Can the Australian dairy industry be saved?
Deputy Prime Minster Barnaby Joyce has this week announced a $550 million support package for Australian dairy farmers in hopes of saving their farms after a sudden crash in milk returns to farmers in the past month.
The package includes $555 million in concessional loans for farmers and $2 million to establish a commodity milk price index.
Despite the announcement, dairy farmer street rallies went ahead in Melbourne, Brisbane and Adelaide this week.
The Farmer Power group says that the concessional loans are not what farmers require as they already cannot repay existing loans.
Murray Goulburn, owner of Devondale, had previously said it would no longer pay farmers the previously anticipated AUD $5.60 per kilogram of milk solids for the season and revised its price to AUD $4.75.
Fonterra soon followed with an announcement that it would be lowering its price.
Although Murray Goulburn attributed its sudden price drop to unfavourable international markets amongst other reasons, some analysts attributed the price to poor management decision-making.
Fonterra also attributed its drop to low milk prices due to the oversupply coming out of Europe after the European Union ended its quota system in 2015.
The drop in prices lead to farmer anger with many now being forced to sell their milk for less than cost of production.
In February 2016, Murray Goulburn announced a net profit of only AUD $10 million for the six months ended 31 December 2015.
This was a 34.1 per cent drop on the previous 2014 corresponding period.
“The first half has seen the continuation of the decline in Chinese imports of commodity dairy ingredients and the ongoing Russian embargo on dairy imports,” said CEO Helou at the time.
“This has been compounded by increased European milk supply, resulting in a period of significant oversupply in global dairy commodity markets, driving commodity prices towards record lows,” Helou said.

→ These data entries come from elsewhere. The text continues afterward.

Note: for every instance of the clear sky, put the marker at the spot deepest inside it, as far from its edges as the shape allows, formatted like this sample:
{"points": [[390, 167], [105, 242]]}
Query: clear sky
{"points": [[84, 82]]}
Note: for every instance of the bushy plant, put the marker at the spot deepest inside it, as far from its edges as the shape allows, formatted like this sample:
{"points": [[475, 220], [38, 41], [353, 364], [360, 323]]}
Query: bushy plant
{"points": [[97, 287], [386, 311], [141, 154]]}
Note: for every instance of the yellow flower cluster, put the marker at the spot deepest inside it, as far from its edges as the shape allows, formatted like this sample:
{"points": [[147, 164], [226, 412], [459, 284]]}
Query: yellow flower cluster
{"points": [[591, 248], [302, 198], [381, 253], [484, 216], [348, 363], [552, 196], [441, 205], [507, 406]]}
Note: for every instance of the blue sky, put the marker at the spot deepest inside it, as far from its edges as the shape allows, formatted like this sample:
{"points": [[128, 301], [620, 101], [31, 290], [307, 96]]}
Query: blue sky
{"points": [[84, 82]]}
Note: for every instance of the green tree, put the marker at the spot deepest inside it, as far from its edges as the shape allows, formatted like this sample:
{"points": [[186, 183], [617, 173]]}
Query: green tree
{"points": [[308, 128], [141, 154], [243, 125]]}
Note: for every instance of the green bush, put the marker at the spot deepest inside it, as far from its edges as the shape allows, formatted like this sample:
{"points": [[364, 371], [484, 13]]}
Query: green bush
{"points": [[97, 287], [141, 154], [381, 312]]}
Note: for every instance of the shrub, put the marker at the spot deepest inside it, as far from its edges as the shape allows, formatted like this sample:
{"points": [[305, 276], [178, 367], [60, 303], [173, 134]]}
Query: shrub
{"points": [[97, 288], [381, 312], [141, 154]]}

Yet, at the same time, Fonterra managed its own net profit of NZ$409 million, a 123 per cent increase on the corresponding 2015 period.
“The balance between available dairy exports and imports has been unfavourable for 18 months following European production increasing more than expected and lower imports into China and Russia. This imbalance is likely to continue in the short term, with prices expected to lift later this calendar year,” said Fonterra Chief Executive Officer Theo Spierings at the time.
As concerns mount, major Australian supermarket Coles announced it would be creating a new private label milk with the profits going to farmers. However, this announcement provoked anger and scepticism with the price being offered to farmers 19 cent per litre less than what Coles was previously paying 12 months ago.
Victorian government critcised
Although the Victorian government also made an announcement this week of a smaller assistance package for Victorian dairy farmers, it attracted criticism for its pittance size and for its reliance on the dairy industry to contribute to the funding.